Tak było 10 sierpnia.
Premier Donald Tusk powiedział we wtorek, że dokumentacja ws. katastrofy smoleńskiej - której oczekiwali polscy urzędnicy - po interwencji strony polskiej została w trybie natychmiastowym przygotowana i jest już gotowa do odebrania w Moskwie. Jak dodał, strona polska otrzymała informację, że dokumentacja ze wszystkimi dokumentami, których oczekiwali polscy urzędnicy została w trybie natychmiastowym przygotowana "i jest do odebrania w Moskwie przez Edmunda Klicha".
W poniedziałek Maciej Kujawski z biura prasowego Prokuratury Generalnej powiedział, że 17 sierpnia Naczelny Prokurator Wojskowy otrzyma w Moskwie 11 tomów akt rosyjskiego śledztwa ws. katastrofy smoleńskiej. Taki jest rezultat rozmowy telefonicznej, jaką w poniedziałek po południu odbyli Prokurator Generalny Andrzej Seremet i zastępca szefa Głównej Prokuratury Federacji Rosyjskiej Aleksander Zwiagincew - powiedział Kujawski. Pap 11-08-2010
Tak jest dziś.....
Nie otrzymałem żadnych dokumentów. Przygotowuję nowe pismo do MAK-u - powiedział Klich, który przyleciał do Moskwy we wtorek. Dodał, że będzie ono zawierało co najmniej 80 punktów. - Wojskowi (prokuratorzy) mogą prosić o pomoc prawną, a ja mogę wymagać - powiedział Klich.
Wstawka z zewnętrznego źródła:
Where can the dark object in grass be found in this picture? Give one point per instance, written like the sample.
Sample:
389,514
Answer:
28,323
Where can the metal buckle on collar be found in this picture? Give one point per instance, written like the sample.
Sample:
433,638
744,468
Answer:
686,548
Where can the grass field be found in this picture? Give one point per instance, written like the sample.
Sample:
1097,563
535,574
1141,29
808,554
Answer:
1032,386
- Pracujemy zgodnie z załącznikiem 13. do konwencji chicagowskiej. Ja piszę pisma z prośbą o informacje. Jeśli odpowiedź jest niezadowalająca, piszę następne - wyjaśniał. Interia
Nie ma jednak gwarancji, że Parulski przywiezie jakiekolwiek dokumenty. Nie mamy potwierdzenia, że dokumentacja jakakolwiek zostanie Polsce przekazana, więc siłą rzeczy nie mogę też potwierdzić, jakie to będą ewentualnie dokumenty - mówi Artymiak. Nie wyklucza jednak, że Rosjanie coś przygotowali dla naszych śledczych. Na tym etapie - jak dodaje - najważniejsze byłyby protokoły oględzin miejsca katastrofy oraz protokoły sekcji zwłok pasażerów tupolewa. RMF
Parulski jakoś unika dziennikarzy......
Mam nadzieję że po kolejnym upokorzeniu Tusk przestanie siebie i nas okłamywać, jak to nam sie świetnie współpracuje z Rosją. Mam też nadzieję że przestanie zacznie zachowywać sie jak premier rządu, a nie petent. Donaldzie weż przykład z Lecha Kaczyńskiego i miast mizdrzyć sie do Putina zacznij działać.
Mam nadzieje że premier przestanie sie upokarzać, ośmiesza swoją naiwnoscią i działaniem Polskę za granicą.
Trzeba wkońcu postawić sprawę jasno, Rosja olewa Polską stronę i Premier winny jest w tej sytuacji stanowczo rozmawiać. Jeśli sam sie czuje zbyt słaby to należy wzorem PiSu ( w relacjach z Rosją) wciągnąć w to UE. Czas na poważne decyzje, czas na działanie!